Both social and medical factors predict unemployment in people with HIV

This article is more than 17 years old.

Unemployment amongst HIV-positive men in Australia needs to be understood within a combined social and medical context, according to a study published in a supplement to the January 2nd edition of AIDS. The investigators, from the ongoing Positive Health Study, found that although medical factors such as longer duration of HIV infection and poorer self-rated health predicted unemployment, social factors, including age and education, acted as independent predictors of unemployment. The investigators also found that participation in support groups for HIV-positive individuals also predicted unemployment, and suggest that this factor merits further research.

Employment prospects have been a concern for people with HIV since the disease was first identified. Many HIV-positive individuals have left employment because of ill health. However, effective antiretroviral therapy can mean that the health of people with HIV remains sufficiently robust to sustain employment or to return to the job market. Nevertheless, studies have found ongoing rates of high unemployment (as high as 66%) amongst people with HIV.

Studies exploring unemployment have tended to focus on the relationship between single factor and unemployment including health-related barriers to employment; the role of antiretroviral therapy; mental health; and, sociodemographic factors. These studies have often yielded conflicting results.

Glossary

multivariate analysis

An extension of multivariable analysis that is used to model two or more outcomes at the same time.

longitudinal study

A study in which information is collected on people over several weeks, months or years. People may be followed forward in time (a prospective study), or information may be collected on past events (a retrospective study).

depression

A mental health problem causing long-lasting low mood that interferes with everyday life.

Investigators from the longitudinal Positive Health Study therefore conducted a study to clarify the relationship between sociodemographic and health factors and unemployment in a large cohort of HIV-positive men.

Recruitment to the study started in 1999 and it included a little over 700 men, 91% of whom were gay with a mean age of 46. Five separate waves of annual interviews were conducted. Three major groups of factors predicting unemployment were analysed: sociodemographic variables; physical health; and, mental health.

Results of the investigators’ initial analysis were not altogether surprising.

First, the investigators looked at sociodemographic factors. They found that unemployment was lower amongst individuals who had received a university education (37%) than those who had not (54%), and that those with an income over AU$ 22,000 per annum were less likely to be unemployed (13%) compared to those with lower incomes (53%). Increasing age was also related with unemployment, with 36% of those under 40 out of work compared to 55% of the over-50s.

The investigators’ first set of analysis also revealed that unemployment was also related to physical and mental ill health. Over two-thirds of individuals who rated their health as “poor” were unemployed compared to only 30% of those who rated their health as “excellent.” Unemployment was also higher amongst those with lower CD4 cell counts (below 200 cells/mm3, 67%, versus 42% with higher CD4 cell counts); those whose who had been diagnosed with HIV for longer (diagnosed before 1987, 565 unemployment, versus 27% unemployment diagnosed as 1996); and, amongst people who had or were taking anti-HIV therapy (45% versus 30%).

As regards the relationship between mental health and unemployment, the investigators found that 52% of those who had sought help for mental health problems in the past year were unemployed compared to 38% those who had not sought such help. They also found that those scored highest on the Kessler score for psychological distress were more likely to be out of work (70%) than those with the lowest scores (34%) and that individuals with the greatest number of self-reported symptoms of depression and psychological distress also had a higher prevalence of unemployment than those with the fewest (69% versus 26%).

The investigators then conducted multivariate analysis to see if there was any relationship between the sociodemographic and physical and mental health factors related to unemployment revealed by the first set of analysis.

This analysis revealed a significantly higher likelihood of unemployment amongst individuals who had been ill because of HIV; had a higher Kessler score of psychological distress; and were older.

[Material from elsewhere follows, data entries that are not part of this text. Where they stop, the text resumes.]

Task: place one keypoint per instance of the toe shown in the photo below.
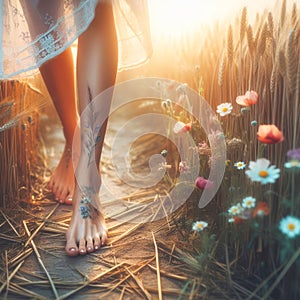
(89, 246)
(103, 238)
(69, 199)
(82, 247)
(97, 242)
(71, 249)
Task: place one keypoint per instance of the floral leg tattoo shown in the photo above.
(87, 209)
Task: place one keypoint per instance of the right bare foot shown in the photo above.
(62, 181)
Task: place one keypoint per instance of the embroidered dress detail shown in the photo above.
(34, 31)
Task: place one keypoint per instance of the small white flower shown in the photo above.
(261, 171)
(183, 167)
(294, 163)
(240, 165)
(290, 226)
(224, 109)
(199, 226)
(235, 209)
(248, 202)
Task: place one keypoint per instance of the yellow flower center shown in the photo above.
(263, 173)
(291, 227)
(294, 163)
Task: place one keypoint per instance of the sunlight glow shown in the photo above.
(174, 17)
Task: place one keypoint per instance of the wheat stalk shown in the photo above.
(230, 45)
(243, 24)
(291, 62)
(250, 41)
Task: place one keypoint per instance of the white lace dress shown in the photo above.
(34, 31)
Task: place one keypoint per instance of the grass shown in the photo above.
(251, 260)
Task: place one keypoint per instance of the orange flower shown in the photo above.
(262, 209)
(269, 134)
(248, 99)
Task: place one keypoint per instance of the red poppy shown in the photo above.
(248, 99)
(269, 134)
(238, 220)
(261, 209)
(181, 127)
(203, 183)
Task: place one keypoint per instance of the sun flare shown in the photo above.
(173, 17)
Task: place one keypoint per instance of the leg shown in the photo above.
(97, 65)
(58, 75)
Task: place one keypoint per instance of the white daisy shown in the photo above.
(235, 209)
(240, 165)
(248, 202)
(292, 164)
(261, 171)
(290, 226)
(199, 226)
(224, 109)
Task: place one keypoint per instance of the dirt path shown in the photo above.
(140, 261)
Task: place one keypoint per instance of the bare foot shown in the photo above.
(62, 181)
(87, 231)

It also showed that there was a lower likelihood of unemployment amongst individuals who rated their health as “good” or “excellent”; had been living with HIV for a short amount of time; and who had a university education.

Although the investigators did not provide statistical analysis for this, their research also showed that individuals who used HIV support groups were more likely to be unemployed. They suggest that this factor merited further research.

“Our findings show that aspects of both physical and mental health as well as sociodemographic factors are major predictors of unemployment among PLWHA, and that sociodemographic factors remain independent of health factors”, write the investigators. They add that, “these results indicate that a person’s demographic background or social standing is as important to unemployment as their mental or physical health.”

They conclude by recommending that “a shift away from a single focus on antiretroviral therapy as a reason for unemployment would improve the employment prospects for PLWHA.”

References

Fogarty AS et al. Factors distinguishing employed from unemployed people in the Positive Health Study. AIDS: s37 - s42, 2007.